Aussteiger: Novak Djokovic
Der 38-jährige Serbe ist mit dem Weg der Spielergewerkschaft PTPA nicht einverstanden. Nun verlässt er diese.

Novak Djokovic zieht sich aus der von ihm mitgegründeten Spielergewerkschaft PTPA zurück. "Diese Entscheidung ist begründet auf anhaltende Bedenken hinsichtlich Transparenz, Führung und der Art und Weise, wie meine Stimme und mein Image dargestellt wurden", erklärte der 24-fache Grand-Slam-Champion.

Djokovic hatte die Professional Tennis Players Association im August 2020 mit dem damaligen kanadischen Profi Vasek Pospisil gegründet. Die frühere Nummer eins der Weltrangliste wollte mit der Spielergewerkschaft erreichen, dass die Interessen der Profis besser vertreten werden. 

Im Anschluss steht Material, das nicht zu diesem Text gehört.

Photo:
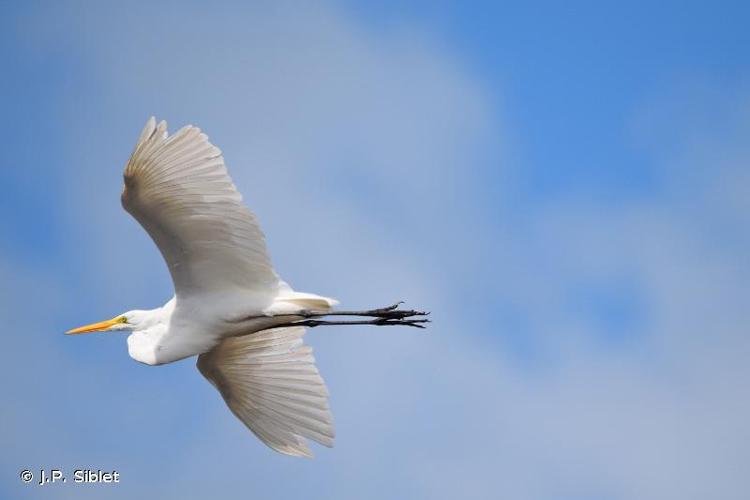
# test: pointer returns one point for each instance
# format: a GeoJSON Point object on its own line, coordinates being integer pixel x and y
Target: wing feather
{"type": "Point", "coordinates": [177, 187]}
{"type": "Point", "coordinates": [270, 382]}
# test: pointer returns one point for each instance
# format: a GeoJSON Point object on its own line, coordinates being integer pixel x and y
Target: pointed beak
{"type": "Point", "coordinates": [95, 327]}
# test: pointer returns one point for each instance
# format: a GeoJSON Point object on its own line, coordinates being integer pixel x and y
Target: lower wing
{"type": "Point", "coordinates": [269, 381]}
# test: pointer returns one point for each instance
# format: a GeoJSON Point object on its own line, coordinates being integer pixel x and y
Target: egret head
{"type": "Point", "coordinates": [125, 322]}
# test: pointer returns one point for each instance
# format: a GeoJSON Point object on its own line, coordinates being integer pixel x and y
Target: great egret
{"type": "Point", "coordinates": [229, 307]}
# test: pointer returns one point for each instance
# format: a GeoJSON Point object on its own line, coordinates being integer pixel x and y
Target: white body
{"type": "Point", "coordinates": [228, 298]}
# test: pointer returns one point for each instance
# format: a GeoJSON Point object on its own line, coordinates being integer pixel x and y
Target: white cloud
{"type": "Point", "coordinates": [356, 149]}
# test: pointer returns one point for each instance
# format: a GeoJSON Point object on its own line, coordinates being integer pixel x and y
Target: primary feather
{"type": "Point", "coordinates": [178, 188]}
{"type": "Point", "coordinates": [270, 382]}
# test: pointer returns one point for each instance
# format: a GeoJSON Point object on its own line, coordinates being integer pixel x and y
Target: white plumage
{"type": "Point", "coordinates": [230, 307]}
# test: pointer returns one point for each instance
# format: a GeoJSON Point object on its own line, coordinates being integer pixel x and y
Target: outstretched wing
{"type": "Point", "coordinates": [270, 382]}
{"type": "Point", "coordinates": [178, 189]}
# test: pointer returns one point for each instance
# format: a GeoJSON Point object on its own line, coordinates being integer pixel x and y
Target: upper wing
{"type": "Point", "coordinates": [179, 190]}
{"type": "Point", "coordinates": [270, 382]}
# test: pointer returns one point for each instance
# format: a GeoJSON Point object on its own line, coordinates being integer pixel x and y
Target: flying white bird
{"type": "Point", "coordinates": [229, 307]}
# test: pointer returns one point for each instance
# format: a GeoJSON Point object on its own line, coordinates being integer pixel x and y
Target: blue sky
{"type": "Point", "coordinates": [564, 187]}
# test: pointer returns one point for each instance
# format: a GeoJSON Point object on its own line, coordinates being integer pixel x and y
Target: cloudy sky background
{"type": "Point", "coordinates": [566, 189]}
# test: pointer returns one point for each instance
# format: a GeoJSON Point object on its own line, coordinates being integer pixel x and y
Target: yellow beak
{"type": "Point", "coordinates": [96, 327]}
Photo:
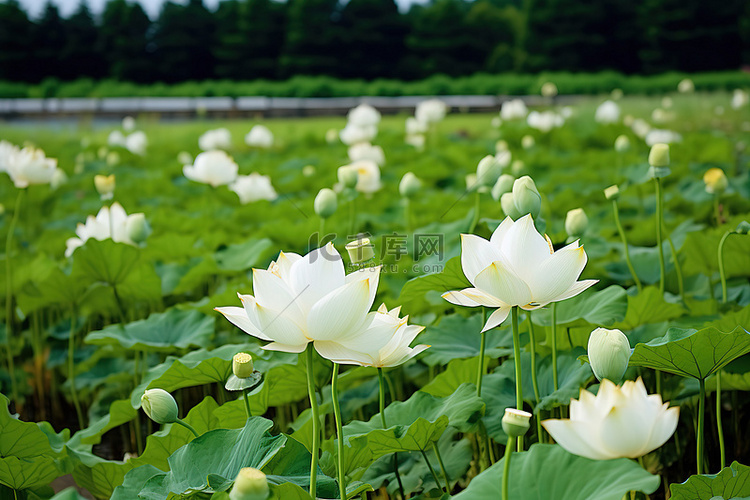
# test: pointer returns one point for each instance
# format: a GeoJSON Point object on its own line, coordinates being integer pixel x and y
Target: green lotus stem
{"type": "Point", "coordinates": [475, 219]}
{"type": "Point", "coordinates": [517, 359]}
{"type": "Point", "coordinates": [187, 426]}
{"type": "Point", "coordinates": [506, 466]}
{"type": "Point", "coordinates": [432, 471]}
{"type": "Point", "coordinates": [624, 239]}
{"type": "Point", "coordinates": [442, 467]}
{"type": "Point", "coordinates": [659, 216]}
{"type": "Point", "coordinates": [534, 382]}
{"type": "Point", "coordinates": [381, 387]}
{"type": "Point", "coordinates": [71, 368]}
{"type": "Point", "coordinates": [719, 426]}
{"type": "Point", "coordinates": [699, 432]}
{"type": "Point", "coordinates": [482, 346]}
{"type": "Point", "coordinates": [9, 295]}
{"type": "Point", "coordinates": [722, 273]}
{"type": "Point", "coordinates": [554, 346]}
{"type": "Point", "coordinates": [677, 268]}
{"type": "Point", "coordinates": [339, 429]}
{"type": "Point", "coordinates": [315, 419]}
{"type": "Point", "coordinates": [247, 403]}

"Es ist klar geworden, dass meine Werte und mein Ansatz nicht mehr mit der aktuellen Ausrichtung der Organisation übereinstimmen", schrieb der 38-Jährige. Welche konkreten Themen zum Bruch mit der Gewerkschaft führten, gab Djokovic in seinen Posts nicht an.

Die PTPA hatte im März vergangenen Jahres rechtliche Schritte gegen die Profi-Organisationen ATP und WTA, den Weltverband ITF und die Integritätsagentur des Sports eingeleitet und ihnen ein "Kartell" sowie ein "korruptes, illegales und missbräuchliches System" vorgeworfen.